A mí me gustaba adivinar con el agua. En el río.
El agua es lo primero que hubo en la tierra, ella lo sabe todo.
Svetlana Aleksievich
Que no exista nada más candente que el río.
Yo rezo porque no exista nada más candente.
Yo le doy a la tierra trato de dios
y a los hombres que gobiernan
trato de elegidos y les pido
consagración y buen juicio.
Yo invito a mi pareja al río.
No porque esté sometido a una creencia
o razone como localista
(aunque lo soy y así razono:
¿qué sería yo sin mi creencia
o mi color local?),
sino porque entiendo
la importancia de ir al río,
hago purgas de espíritu y genuflexiones
por la perpetuidad de su lecho original,
por el pez de agua blanda,
por el tono sucio y la guerra
contra el factor contaminante.
Mi pareja no viene conmigo al río.
Está siempre con su smartphone.
Yo soy un hombre del siglo anterior.
Esto no pasaba en el veinte.
Con su segunda mitad y su último tercio,
el veinte no fue un mal siglo.
Sus mejores intérpretes están muertos.
Batidos en las contiendas,
con su fervor de masa y su afán político,
con sus canjes de sudor y sus apareamientos.

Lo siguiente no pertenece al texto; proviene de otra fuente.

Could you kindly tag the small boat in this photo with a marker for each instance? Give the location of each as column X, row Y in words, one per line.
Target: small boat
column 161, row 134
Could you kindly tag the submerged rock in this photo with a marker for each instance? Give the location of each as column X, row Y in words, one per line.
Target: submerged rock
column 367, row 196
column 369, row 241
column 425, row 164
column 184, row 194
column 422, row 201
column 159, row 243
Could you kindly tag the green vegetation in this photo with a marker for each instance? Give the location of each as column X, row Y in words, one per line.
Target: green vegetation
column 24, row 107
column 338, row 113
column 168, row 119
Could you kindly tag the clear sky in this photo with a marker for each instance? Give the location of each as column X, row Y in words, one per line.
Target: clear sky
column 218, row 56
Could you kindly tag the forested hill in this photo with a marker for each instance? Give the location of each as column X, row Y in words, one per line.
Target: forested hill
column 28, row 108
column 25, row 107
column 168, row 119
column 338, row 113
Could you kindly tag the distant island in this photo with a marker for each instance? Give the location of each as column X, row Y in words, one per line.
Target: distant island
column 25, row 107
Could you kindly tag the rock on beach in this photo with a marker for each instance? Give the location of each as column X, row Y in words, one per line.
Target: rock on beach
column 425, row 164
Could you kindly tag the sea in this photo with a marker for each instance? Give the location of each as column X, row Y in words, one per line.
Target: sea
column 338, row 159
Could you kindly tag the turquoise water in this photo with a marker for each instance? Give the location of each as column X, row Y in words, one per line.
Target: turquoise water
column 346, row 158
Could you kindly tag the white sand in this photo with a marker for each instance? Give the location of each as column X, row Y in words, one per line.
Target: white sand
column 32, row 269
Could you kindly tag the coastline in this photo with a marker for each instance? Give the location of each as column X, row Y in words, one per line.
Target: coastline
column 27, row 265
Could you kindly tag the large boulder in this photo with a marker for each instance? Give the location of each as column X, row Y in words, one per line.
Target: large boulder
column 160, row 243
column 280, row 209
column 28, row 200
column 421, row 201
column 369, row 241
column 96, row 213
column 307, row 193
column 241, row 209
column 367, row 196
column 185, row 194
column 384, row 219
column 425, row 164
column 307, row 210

Cosas —del pasado— por las cuales
luego de mucho debatir y acariciarnos,
de forma sostenida y en directo,
los de mi generación llegamos a saber,
con poco margen de error,
quiénes éramos y qué se podía esperar
de la mirada de cada uno.
Para mi pareja estos detalles
han dejado de tener sentido.
Yo me niego a que el río,
el viaje al río y la orilla del río,
el agua dulce del río
y el pez morado que salta
los gestione una pantalla.
Cuando pienso en vivir
busco lo ajeno a la tele, porque es pantalla,
o al teléfono móvil —porque es tele—
o a la fusión de la tele con el teclado,
llámese tableta o sifón…
Yo sé que puedo llegar al Sena
con aquellos formatos.
Pero necesito una revolución
para llegar al Sena.
No a la mentira del Sena
que dan la yerba aromática
y las revoluciones vacías.
No a eso que las muestras y los momentos
no sean momentos ni muestras si no existe
el aparato que los grabe y los comparta.
Esto de que los fondos
ficticios se popularicen,
no debía llamarse revolución.
Sobre la roca pulida de mi siglo
—pulida por el trasiego
de mis pies camino al río—,
yo miraré, por encima
del hombro de mi pareja
—como miró mi padre
por encima del mío
cuando me enseñó a diferenciar
un pez morado
de otro pez del mismo color—,
con la cabeza puesta en el peligro
que hay en las pantallas
y rezaré, con la voz
introspectiva de un dios,
para que sea buena
con ella la maquinaria.
Mi esposa me ve sufrir
y pide que me tranquilice.
Estoy tan abatido
que en la mañana
más simple de la vida
casi puedo escucharla
querer lo antagónico,
la proyección enlazada
con otra proyección,
con otro sitio donde algo,
magnífico y villano,
podrá ganarla para su causa,
podrá opinar cualquier
locura sobre nuestro río
y darle más —no sé si mejor—
compañía que la mía.
Ella no será como el hijo de mi padre,
cuando vayamos al agua,
la mirará de otro modo,
no será yo, siempre
al alcance del viejo,
al arbitrio de su mirada.
Y eso podría estar bien y ser bueno.
Ella me dice: Siempre hubo
lectores obsesos de pantallas,
son pantallas los astros,
las piedras, los rosarios,
las volutas de humo
que escupían las hogueras;
siempre ha habido hogueras
y quemados a la orilla
de todas las fogatas.
Yo rezo porque no exista nada
más candente que el río.
Gleyvis Coro Montanet nació en La Tirita, Pinar del Río, en 1974. Ha publicados los poemarios Aguardando al guardabosque (Ediciones Loynaz, Pinar del Río, 2006) y Jaulas (Letras Cubanas, La Habana, 2010), Lejos de casa. Memoria lírica del problema cubano (Cristal de Agua, Madrid, 2018) y Mujer, aparta de mí ese smartphone. Poesía con emojis (Editorial Gata Encerrada, Madrid, 2020), al cual pertenece este poema.